Com’ de crise : orthodoxie de Carthage, timidité de la Kasbah
Le président Béji Caïd Essebsi a accusé samedi la presse étrangère d'avoir « exagéré » les faits et « porté atteinte à l'image de la Tunisie » lors de sa couverture des récents troubles sociaux dans le pays. Une communication d’arrière-garde, à laquelle succédait le lendemain dimanche une visite du chef du gouvernement Youssef Chahed dans un centre de formation professionnelle du quartier défavorisé de Denden. Malgré des approches différentes, ni l’un ni l’autre chefs du pouvoir exécutif n’ont pu mettre fin aux troubles.
La visite inédite de "BCE" à la Cité Ettadhamon n'a pas suffi à y calmer les émeutes qui ont repris le soir même
Une com’ et des mesures d’une autre époque ?
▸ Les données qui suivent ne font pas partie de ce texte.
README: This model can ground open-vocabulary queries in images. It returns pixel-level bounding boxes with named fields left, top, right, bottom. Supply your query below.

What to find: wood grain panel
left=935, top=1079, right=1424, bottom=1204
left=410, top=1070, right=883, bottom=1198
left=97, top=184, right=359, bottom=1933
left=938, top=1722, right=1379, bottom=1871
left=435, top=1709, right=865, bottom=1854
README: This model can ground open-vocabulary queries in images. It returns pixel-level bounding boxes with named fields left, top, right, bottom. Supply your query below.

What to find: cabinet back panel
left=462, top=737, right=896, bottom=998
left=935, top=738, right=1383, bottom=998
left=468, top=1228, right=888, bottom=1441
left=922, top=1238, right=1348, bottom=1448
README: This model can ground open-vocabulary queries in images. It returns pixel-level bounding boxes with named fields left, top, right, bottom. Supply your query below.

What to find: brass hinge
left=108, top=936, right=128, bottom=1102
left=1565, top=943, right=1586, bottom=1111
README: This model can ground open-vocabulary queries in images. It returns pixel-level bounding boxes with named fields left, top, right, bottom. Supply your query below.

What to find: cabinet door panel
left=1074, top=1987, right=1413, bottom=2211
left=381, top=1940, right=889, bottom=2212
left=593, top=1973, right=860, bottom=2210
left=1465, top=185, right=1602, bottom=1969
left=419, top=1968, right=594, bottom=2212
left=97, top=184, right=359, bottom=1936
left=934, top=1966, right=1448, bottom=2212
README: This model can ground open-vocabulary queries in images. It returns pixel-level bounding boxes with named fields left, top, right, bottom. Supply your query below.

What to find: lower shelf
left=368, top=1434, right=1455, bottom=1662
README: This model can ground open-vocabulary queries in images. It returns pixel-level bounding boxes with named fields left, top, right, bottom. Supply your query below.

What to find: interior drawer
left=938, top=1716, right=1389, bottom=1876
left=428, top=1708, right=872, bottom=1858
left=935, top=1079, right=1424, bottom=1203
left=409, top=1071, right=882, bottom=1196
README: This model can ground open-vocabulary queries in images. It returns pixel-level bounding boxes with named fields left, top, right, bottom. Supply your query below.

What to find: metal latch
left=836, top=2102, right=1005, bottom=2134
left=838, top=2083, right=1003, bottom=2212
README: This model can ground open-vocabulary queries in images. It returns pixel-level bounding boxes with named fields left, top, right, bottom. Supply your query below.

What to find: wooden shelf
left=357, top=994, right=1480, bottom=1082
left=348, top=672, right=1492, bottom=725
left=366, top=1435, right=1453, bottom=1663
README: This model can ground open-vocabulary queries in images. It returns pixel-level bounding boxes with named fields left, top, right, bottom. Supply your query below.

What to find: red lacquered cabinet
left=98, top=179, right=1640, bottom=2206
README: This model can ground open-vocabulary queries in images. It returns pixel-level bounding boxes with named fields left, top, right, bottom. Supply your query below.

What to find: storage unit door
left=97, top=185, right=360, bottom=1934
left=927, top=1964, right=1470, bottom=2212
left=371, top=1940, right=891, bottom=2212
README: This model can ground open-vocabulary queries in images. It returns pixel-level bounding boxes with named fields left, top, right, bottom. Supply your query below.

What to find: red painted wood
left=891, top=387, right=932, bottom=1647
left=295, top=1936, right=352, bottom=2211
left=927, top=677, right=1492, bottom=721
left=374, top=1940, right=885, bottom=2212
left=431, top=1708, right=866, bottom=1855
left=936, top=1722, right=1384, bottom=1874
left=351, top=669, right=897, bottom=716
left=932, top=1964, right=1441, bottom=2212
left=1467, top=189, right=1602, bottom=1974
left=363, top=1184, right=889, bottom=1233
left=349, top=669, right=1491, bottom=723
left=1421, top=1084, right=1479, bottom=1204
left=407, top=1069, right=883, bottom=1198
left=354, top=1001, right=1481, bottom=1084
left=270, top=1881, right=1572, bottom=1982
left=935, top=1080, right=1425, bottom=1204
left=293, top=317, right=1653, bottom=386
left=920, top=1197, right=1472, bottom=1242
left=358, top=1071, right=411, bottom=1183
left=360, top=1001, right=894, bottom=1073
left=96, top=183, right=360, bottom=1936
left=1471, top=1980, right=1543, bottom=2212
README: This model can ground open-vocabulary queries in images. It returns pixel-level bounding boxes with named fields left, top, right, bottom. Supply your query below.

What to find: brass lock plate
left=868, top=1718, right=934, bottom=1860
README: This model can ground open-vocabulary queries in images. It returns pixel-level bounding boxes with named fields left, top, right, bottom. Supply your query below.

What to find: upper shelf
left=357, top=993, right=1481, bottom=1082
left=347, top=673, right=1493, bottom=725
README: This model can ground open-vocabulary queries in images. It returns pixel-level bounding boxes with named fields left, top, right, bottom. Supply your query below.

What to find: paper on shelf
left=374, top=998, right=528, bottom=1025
« Il y a eu de l'exagération dans la presse étrangère » et « des choses ont été amplifiées » avait déclaré Béji Caïd Essebsi à l'ouverture d'une réunion convoquée en urgence avec les partis au pouvoir, le syndicat UGTT et le patronat, pour discuter des moyens de sortir de la crise après des troubles alimentés par des mesures d'austérité. « Le monde entier nous a nui », a ajouté le président tunisien qualifiant en revanche la couverture de la presse tunisienne d'« équilibrée" et « juste ».
Sur la TV nationale Wataniya 1, le questionnaire en règle subi par l’un des jeunes leaders du mouvement « Fech Nestannew » avait pourtant indigné une partie de l’opinion publique ayant reproché aux deux journalistes « des pratiques inquisitoires et policières ».
Ce weekend, Reporters sans frontières a condamné des pressions sur les journalistes après l'interpellation d'un correspondant français et d'un reporter tunisien qui couvraient les rassemblements. Des membres de la Garde Nationale se sont en effet rendus au domicile de Mathieu Galtier, correspondant entre autres du quotidien français Libération, et l'ont emmené au poste afin de le questionner, a indiqué samedi le North Africa Correspondents Club (NAFCC), association de la presse étrangère en Tunisie et en Afrique du Nord.
La veille, le journaliste se trouvait à Tebourba pour couvrir la contestation et les policiers « lui ont clairement demandé de divulguer les identités et contacts des sources rencontrées sur place », a déploré l'organisme de défense des journalistes, soulignant que cela était contraire aux fondamentaux de la liberté de la presse.
Innovation en demi-teinte du côté de la Kasbah
Vêtu d’un jean, d’une veste « casual » décontractée, Youssef Chahed est apparu dimanche au milieu de jeunes visiblement présélectionnés pour prendre part à un cercle de discussion autour des perspectives d’emploi des diplômés chômeurs (touchés par près de 40% de taux de chômage).
Si sur le plan de la forme, l’effort d’innovation pouvait sembler réel, les questions et les propositions débattues ont porté sur les questions galvaudées de l’auto entreprenariat, du micro crédit et du partenariat public – privé.
La nuit de dimanche à lundi a été une fois encore marquée par la reprise des affrontements et des actes de vandalisme, des tentatives de pillages par des jeunes casseurs. A l’issue des marches pacifiques de commémoration du 7ème anniversaire du 14 janvier, les émeutes ont repris à la tombée de la nuit : A la cité Ettadhamen des adolescents ont brûlé des pneus et incendiés des poubelles, fermant la route 105 principale artère du quartier, malgré le bain de foule de Béji Caïd Essebsi, premier du genre dans ce quartier emblématique de la fronde.
Idem au chaudron du Kram Ouest à Tunis où 8 personnes ont été arrêtées où des affrontements ont opposé les fauteurs de troubles aux forces de sécurité, ainsi qu’à Feriana dans le gouvernorat de Kasserine. 23 personnes ont enfin été arrêtées à la Manouba pour l’incendie d’un poste de police. La nuit de lundi à mardi devrait permettre de savoir si la contestation fera l’objet d’un peu probable essoufflement avec la fin de la commémoration des évènements de la révolution.